Since the 1800s, river communities in Midwestern states have often relied upon levees— earthen structures designed to keep floodwaters at bay. And when floodwaters have overtopped levees, the response has been to build bigger and higher levees. But that approach has some practical limitations.

Relying on levees means a commitment to maintaining them forever.  Bigger levees equate to more maintenance costs. As levees get raised to hold back bigger floods, that means floodwaters can go higher, perhaps flooding nearby areas whose levees are lower or maybe don’t even have levees. This can be a real problem for poorer communities that cannot afford to engage in a never-ending game of “who-can-raise-their-levees-fastest.” 

An alternative strategy is to set levees farther back, giving rivers access to more of their natural floodplain and allowing floodwaters to spread out, rather than rise as they press against levees. Levee setbacks have been done in California and Iowa.

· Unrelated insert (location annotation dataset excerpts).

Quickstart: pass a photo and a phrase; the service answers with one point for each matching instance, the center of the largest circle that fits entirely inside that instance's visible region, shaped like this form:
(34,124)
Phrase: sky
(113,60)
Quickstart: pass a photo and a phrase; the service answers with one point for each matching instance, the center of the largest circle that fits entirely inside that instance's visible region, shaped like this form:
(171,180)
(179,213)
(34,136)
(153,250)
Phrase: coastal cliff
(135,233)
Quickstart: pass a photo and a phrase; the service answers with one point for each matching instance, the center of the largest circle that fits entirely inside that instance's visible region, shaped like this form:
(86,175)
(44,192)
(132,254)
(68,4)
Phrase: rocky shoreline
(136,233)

This is a practice that could greatly benefit Illinois—where levee setbacks have never been done—as well as other Midwestern states that need to prepare for more flooding as the climate changes.

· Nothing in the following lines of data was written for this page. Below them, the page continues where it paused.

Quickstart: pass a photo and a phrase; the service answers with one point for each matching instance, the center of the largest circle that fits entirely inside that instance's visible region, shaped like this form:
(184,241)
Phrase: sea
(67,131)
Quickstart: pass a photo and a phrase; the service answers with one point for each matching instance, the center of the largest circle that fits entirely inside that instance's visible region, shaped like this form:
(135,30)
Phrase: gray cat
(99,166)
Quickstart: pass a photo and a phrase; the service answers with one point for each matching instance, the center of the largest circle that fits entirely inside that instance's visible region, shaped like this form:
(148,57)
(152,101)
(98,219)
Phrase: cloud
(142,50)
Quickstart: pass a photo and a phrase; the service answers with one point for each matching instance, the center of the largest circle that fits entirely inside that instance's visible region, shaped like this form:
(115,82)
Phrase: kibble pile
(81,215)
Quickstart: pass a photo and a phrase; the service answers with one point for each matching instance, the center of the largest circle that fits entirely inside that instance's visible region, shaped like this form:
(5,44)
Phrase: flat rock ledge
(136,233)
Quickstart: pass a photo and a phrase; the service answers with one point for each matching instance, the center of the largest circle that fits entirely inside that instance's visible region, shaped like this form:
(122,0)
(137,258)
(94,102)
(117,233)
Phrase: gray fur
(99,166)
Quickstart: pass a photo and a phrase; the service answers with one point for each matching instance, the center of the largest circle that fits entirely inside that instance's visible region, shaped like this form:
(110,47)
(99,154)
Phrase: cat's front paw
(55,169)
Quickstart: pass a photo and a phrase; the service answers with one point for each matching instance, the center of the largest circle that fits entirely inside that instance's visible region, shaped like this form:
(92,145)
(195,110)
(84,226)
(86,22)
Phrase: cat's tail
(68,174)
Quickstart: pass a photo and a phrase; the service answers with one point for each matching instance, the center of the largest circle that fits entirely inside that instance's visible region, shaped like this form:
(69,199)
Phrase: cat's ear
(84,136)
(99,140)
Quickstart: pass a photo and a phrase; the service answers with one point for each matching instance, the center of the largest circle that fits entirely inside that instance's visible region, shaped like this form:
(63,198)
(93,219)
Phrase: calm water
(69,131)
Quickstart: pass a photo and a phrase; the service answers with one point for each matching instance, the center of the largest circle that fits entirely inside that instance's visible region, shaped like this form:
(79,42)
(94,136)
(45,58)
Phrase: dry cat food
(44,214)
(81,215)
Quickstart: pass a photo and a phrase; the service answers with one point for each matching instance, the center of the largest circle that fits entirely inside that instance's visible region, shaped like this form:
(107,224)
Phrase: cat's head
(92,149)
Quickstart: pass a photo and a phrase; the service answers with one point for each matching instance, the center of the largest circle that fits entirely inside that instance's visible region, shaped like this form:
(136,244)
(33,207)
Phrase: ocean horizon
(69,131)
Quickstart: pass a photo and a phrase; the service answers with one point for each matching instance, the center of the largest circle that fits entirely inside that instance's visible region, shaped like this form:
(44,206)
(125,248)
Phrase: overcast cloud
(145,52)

Another strategy is to give a river access to its historical floodplain during major flood events. Emiquon, in Illinois, is a fantastic example of such a project. The Nature Conservancy purchased this property and installed a gate in the levee, occasionally allowing floodwaters to reclaim part of the Illinois River's natural floodplain—an area that had been completely cut off by the levee for decades.

But there are still those who prefer nineteenth-century solutions to twenty-first-century problems. Levee districts have been actively lobbying Illinois to severely diminish the state’s oversight of their construction activities. Weaker regulations would enable districts to raise their levees and avoid the state's analysis of whether doing so would make flooding worse elsewhere.

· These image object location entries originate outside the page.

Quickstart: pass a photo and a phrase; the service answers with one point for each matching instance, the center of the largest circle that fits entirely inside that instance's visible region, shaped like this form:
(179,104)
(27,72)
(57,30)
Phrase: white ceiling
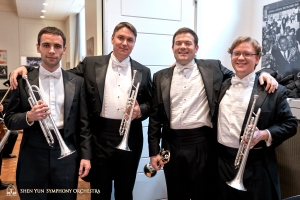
(55,10)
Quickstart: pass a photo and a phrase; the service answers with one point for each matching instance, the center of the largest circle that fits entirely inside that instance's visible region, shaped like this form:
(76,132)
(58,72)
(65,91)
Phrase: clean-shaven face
(123,42)
(241,64)
(51,49)
(184,48)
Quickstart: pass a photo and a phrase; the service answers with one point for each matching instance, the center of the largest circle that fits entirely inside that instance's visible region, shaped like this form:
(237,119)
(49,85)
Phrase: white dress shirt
(232,111)
(117,88)
(189,105)
(52,88)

This isn’t just happening in Illinois. An investigative piece published in Pacific Standard showed how levee districts are trying to weaken regulations elsewhere, including  federal regulations enforced by the U.S. Army Corps of Engineers. (See Levee Wars: how a secretive lobbying group is working to subvert flood regulations)

In 2017, Governor Pritzker’s predecessor, Governor Bruce Rauner, directed the Illinois Department of Natural Resources to severely weaken regulations that pertain to levee construction—regulations originally adopted after the Great Flood of 1993, when it became clear that more oversight was essential. Luckily, Governor Rauner's misguided proposal was never finalized.

Hopefully such proposals are in our rearview mirror and we can look forward to Governor Pritzker’s administration championing more thoughtful and progressive measures of flood protection. As climate change makes more extreme rainfall and flooding more likely, we need to adapt to those changing conditions and employ a much wider array of strategies to lower our risks.